At UBC, students are primarily known to staff and professors by their preferred or chosen name. Students should indicate a preferred or chosen name only if they want staff and faculty to refer to them by a name that is different from their legal name.
What is a preferred or chosen name?
A preferred or chosen name is a name that you commonly use that is different from your legal name. It is what you want to be called, not what other people prefer to call you.
While we use the phrase “preferred name”, for many people, this is not just a preference: it is the only name they use and it is essential to their identity. It is especially important for transgender and non-binary students whose university experience and wellbeing are negatively impacted when their preferred or chosen name is not used. Read more about names and their impact at UBC.
If the option is available to you, having a name legally changed is the best way to avoid confusion and ensure that someone is consistently addressed using the name that best reflects how they want to be known on campus and beyond. You can apply to change your legal name through the government of British Columbia.
Update your preferred or chosen name
Inappropriate use of a preferred or chosen name such as attempts to avoid a legal obligation via misrepresentation, or the use of inappropriate language, will result in the denial and/or reversal of the request and can be disciplined through either Academic or Non-Academic Misconduct.
The earlier you update your preferred or chosen name, the more likely you will experience the consistent use of your preferred or chosen first name by professors, TAs, Enrolment Services Advisors, Academic Advisors, etc.
- Log in to the Student Services Centre (SSC).
- Select “Contact Summary” from Personal Info.
- Select the “Name” tab, where you will see examples of how your name will be used for UBC records.
- Update your “Preferred Name”.
You should do this even if you have provided your preferred or chosen name when applying to UBC.
Use of a preferred or chosen first name
Places where UBC uses a student’s preferred name
- Class lists
- UBCcard (if requested)
- Student Information System
- Student Information Services Centre (so staff can see your preferred or chosen name)
- Faculty Service Centre (so faculty can see your preferred or chosen name)
- Student Housing Online Service Centre
- UBC Recreation
- Counselling Services
- Student Health Services (except in places where MSP requires use of your legal name)
Students may still see their legal name in some online systems and communications due to the complexity of UBC’s information systems and the inability of some systems to share information. UBC is working to create a more unified experience that would only display legal given names when legally required.

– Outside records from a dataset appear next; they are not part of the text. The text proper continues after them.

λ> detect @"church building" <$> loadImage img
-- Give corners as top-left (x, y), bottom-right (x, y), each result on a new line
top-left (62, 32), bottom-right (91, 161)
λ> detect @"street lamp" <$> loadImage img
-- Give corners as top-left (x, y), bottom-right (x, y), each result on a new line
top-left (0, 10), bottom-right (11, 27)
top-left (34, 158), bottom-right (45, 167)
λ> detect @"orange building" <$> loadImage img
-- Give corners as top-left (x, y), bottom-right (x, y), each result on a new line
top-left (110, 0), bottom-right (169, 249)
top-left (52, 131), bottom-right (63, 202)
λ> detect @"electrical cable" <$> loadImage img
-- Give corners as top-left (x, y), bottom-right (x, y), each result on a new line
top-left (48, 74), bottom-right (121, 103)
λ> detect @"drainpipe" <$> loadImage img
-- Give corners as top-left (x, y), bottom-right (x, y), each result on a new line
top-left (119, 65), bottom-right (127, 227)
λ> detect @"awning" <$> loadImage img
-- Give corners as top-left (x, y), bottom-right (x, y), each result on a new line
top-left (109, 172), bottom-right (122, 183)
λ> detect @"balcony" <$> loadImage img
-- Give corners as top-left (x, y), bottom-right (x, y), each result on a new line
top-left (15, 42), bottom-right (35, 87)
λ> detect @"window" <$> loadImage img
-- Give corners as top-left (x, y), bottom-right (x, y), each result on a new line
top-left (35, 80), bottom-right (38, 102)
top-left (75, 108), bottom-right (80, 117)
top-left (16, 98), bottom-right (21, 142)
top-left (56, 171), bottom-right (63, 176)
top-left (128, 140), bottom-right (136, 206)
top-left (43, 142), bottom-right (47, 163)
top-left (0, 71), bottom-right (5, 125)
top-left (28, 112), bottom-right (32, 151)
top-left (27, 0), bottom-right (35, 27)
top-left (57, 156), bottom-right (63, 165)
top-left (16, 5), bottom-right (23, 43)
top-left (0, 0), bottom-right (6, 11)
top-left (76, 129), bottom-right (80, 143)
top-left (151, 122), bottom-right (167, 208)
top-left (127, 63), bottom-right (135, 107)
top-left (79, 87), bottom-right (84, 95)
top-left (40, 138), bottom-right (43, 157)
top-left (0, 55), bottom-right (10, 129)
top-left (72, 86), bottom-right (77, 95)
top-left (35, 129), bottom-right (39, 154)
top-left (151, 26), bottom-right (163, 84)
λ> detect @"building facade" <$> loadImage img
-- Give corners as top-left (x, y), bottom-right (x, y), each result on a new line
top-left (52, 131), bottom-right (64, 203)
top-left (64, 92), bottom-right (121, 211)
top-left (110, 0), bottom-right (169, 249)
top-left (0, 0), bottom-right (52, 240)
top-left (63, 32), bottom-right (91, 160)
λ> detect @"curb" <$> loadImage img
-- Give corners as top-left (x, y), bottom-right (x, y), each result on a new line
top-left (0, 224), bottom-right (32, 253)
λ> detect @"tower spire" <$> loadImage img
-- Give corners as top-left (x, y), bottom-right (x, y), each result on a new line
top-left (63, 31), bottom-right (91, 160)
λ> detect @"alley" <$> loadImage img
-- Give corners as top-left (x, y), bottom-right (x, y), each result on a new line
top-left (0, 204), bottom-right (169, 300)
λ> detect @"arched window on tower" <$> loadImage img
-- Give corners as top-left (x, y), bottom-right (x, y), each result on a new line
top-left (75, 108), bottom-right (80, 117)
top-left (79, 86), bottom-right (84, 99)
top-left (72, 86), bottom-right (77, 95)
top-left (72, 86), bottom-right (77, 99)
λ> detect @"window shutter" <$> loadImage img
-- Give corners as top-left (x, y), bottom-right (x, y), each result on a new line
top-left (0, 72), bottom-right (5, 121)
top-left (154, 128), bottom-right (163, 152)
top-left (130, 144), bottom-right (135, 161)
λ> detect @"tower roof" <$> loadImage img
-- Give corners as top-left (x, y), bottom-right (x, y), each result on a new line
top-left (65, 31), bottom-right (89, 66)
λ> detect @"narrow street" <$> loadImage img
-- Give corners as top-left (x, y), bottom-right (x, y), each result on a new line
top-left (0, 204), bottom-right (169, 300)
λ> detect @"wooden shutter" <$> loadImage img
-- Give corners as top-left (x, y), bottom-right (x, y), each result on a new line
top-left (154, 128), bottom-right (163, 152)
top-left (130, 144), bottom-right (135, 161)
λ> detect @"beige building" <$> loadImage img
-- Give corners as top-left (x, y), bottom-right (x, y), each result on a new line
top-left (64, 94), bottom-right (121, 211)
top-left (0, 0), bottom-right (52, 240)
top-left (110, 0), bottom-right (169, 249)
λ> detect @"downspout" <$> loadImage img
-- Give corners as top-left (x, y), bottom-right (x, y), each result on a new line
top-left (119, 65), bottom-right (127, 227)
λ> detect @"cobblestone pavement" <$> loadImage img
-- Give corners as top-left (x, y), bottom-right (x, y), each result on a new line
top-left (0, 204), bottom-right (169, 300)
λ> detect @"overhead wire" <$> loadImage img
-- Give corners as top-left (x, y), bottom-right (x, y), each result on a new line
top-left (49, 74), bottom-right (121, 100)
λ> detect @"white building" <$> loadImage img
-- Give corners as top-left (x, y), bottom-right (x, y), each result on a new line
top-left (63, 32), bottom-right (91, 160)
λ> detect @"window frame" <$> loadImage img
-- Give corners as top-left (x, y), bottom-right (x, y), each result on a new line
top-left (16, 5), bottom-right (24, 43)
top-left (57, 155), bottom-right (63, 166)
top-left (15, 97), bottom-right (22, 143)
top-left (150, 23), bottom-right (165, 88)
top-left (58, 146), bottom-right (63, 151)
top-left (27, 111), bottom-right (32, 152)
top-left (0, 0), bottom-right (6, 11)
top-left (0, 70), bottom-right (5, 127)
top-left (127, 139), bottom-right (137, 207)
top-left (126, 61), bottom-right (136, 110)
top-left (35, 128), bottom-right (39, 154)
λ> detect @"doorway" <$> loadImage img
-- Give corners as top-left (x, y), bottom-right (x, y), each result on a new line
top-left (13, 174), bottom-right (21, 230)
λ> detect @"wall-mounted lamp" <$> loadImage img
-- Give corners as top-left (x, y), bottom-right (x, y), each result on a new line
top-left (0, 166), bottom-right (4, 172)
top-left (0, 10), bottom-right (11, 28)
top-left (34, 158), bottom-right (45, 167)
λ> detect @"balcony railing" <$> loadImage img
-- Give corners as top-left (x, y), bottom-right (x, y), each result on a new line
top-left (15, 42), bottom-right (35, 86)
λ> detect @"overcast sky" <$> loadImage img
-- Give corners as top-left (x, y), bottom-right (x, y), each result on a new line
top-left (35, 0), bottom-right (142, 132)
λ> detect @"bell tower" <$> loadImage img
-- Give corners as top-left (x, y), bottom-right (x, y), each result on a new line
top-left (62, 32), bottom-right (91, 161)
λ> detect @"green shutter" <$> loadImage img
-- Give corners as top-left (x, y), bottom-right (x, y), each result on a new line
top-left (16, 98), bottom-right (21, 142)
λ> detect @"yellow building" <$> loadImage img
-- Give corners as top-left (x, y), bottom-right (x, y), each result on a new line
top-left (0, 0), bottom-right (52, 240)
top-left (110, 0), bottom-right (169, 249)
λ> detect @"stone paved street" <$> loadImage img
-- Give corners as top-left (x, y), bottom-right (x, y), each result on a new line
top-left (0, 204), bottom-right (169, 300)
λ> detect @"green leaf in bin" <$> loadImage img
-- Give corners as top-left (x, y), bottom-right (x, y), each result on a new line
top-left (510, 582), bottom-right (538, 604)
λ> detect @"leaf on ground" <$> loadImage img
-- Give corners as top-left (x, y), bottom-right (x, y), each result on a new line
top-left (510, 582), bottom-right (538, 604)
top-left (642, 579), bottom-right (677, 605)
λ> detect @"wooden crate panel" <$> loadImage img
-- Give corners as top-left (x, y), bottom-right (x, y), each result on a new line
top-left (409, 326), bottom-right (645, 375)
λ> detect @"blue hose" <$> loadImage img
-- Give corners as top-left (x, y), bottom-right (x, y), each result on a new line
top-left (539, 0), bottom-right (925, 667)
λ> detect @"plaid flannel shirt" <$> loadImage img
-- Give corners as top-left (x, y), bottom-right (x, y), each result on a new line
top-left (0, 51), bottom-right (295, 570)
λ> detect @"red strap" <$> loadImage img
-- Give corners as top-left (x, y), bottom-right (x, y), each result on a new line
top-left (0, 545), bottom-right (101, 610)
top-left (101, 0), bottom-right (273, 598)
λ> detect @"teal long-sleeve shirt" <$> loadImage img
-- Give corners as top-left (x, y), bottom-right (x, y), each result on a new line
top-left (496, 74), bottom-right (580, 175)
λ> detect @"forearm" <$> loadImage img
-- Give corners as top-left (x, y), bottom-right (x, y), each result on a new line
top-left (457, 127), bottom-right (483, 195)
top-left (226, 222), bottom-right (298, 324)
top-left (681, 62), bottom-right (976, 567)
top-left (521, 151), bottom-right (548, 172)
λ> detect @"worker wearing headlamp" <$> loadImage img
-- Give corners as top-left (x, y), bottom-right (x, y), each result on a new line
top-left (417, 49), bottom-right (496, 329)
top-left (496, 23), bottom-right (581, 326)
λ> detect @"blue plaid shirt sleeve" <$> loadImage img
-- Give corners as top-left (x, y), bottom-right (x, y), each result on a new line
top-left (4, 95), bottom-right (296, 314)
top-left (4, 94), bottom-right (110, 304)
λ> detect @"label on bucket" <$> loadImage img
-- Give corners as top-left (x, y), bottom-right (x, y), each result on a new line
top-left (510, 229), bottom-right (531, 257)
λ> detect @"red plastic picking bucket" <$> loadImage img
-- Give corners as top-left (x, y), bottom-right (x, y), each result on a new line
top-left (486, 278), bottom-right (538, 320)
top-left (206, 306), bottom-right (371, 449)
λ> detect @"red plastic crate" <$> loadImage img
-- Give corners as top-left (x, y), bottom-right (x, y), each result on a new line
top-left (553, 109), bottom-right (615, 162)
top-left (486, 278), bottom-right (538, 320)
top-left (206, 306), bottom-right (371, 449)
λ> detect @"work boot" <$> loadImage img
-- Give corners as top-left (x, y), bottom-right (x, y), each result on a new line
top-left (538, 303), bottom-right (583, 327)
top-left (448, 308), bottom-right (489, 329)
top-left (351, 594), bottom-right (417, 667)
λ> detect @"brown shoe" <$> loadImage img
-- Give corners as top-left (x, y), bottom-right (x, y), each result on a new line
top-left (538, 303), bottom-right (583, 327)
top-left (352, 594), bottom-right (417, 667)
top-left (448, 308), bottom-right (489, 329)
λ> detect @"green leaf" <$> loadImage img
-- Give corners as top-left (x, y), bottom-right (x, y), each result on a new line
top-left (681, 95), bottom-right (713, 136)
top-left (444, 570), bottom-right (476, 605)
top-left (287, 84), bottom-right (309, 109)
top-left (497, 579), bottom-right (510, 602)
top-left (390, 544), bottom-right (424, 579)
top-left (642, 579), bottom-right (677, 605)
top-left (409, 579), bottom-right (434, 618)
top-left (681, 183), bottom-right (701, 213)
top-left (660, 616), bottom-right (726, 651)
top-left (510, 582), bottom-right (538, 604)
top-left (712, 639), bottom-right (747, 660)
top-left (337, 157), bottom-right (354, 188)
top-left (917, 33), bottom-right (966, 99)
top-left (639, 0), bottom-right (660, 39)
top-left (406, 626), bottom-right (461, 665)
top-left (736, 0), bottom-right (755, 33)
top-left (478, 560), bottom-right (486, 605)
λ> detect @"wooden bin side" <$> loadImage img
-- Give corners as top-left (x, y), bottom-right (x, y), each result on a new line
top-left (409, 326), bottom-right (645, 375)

Documents that require a legal name at UBC
- Official letters (including but not limited to: admission, enrolment, and award letters, student loans)
- Tax forms
- Diplomas and graduation book
- Residence contracts
Update your UBCcard
Your preferred or chosen name can be displayed in lieu of the legal name on your UBCcard.
- If needed, update your preferred name on the Student Services Centre (SSC). Please wait 48 hours for the change to appear on the system.
- Contact the UBC Access Desk in the UBC bookstore and request a card renewal with your preferred or chosen name.
There is no charge to get a new UBCcard with your preferred or chosen name on the card. For more information go to UBC Access Desk.
Possible impact of using a preferred or chosen name
While UBC allows students to indicate their preferred or chosen name without changing their legal name, it’s important to think about the possible impact of this practice:
- Official documents are often used to verify one’s identity when applying for work, or additional education. Some employers, licensing bodies, or other educational institutions may question the use of a preferred or chosen name in daily or informal correspondence. This discrepancy happens when institutions rely on legal names to be used consistently.
- If someone is using a preferred or chosen name consistently, this may cause some confusion in situations where official documents have to be provided. For example, employers might be confused about a UBC student portfolio that uses a preferred or chosen name while the transcripts use a legal name.